Como você lidou com várias frustrações que surgiram em sua carreira?

Eu não sou o tipo de pessoa que se concentra em coisas que dão errado. Eu prefiro me concentrar em coisas que vão bem. Tento me concentrar nas coisas que sei fazer bem e desenvolvê-las até que brilhem, em vez de me concentrar nas coisas que não sei como fazer. Se há algo que eu não posso fazer ou que acho difícil trabalhar, talvez não seja para mim. Obviamente você tem que dominar certos aspectos básicos, como técnica e conhecimentos de harmonia, mas em outro nível, quando eu praticar coisas com as quais eu não me sinto confortável, eu as deixo para lá, e trabalho para aperfeiçoar as coisas com as quais me sinto melhor.

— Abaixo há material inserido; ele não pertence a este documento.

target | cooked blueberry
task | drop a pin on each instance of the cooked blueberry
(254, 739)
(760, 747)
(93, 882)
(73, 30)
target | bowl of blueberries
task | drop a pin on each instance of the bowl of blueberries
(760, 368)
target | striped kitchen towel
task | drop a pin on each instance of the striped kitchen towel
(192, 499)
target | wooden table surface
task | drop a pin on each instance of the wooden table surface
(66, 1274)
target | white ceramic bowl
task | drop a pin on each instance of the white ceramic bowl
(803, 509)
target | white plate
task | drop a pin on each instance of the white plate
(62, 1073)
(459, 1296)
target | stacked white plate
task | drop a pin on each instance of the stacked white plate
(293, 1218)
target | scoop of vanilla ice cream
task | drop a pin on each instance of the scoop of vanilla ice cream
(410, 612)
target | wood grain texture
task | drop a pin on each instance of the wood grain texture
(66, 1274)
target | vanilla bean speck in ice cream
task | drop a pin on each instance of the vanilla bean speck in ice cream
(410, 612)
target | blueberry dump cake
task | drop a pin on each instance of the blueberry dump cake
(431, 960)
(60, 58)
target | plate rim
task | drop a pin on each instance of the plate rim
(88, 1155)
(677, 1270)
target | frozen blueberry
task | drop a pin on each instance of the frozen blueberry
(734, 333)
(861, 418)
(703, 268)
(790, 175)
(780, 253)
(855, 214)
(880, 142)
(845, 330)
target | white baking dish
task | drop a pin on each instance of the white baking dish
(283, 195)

É o mesmo que produzir. Eu produzi álbuns muito bons e, devido a problemas com as gravadoras, eles não receberam a publicidade ou o tratamento necessários. Isso é frustrante, mas você precisa seguir em frente sempre. É como um rebatedor de beisebol: se ele tiver um acerto a cada três vezes que for para o taco, então ele é bem sucedido. Na verdade, ele falha duas vezes, mas consegue o terceiro. Ele falha mais do que acerta. Às vezes a vida é assim.

O que você recomenda para os jovens que querem ter uma carreira como a sua?

Mantenha seus olhos abertos. A carreira de cada um é diferente, então não espere que sua carreira seja como a minha. Toda vez que eu via uma oportunidade, eu a pegava. Mantenha seus olhos e ouvidos abertos. Tente ter uma perspectiva global, mas encontre algo que o torne único e que domine muito bem.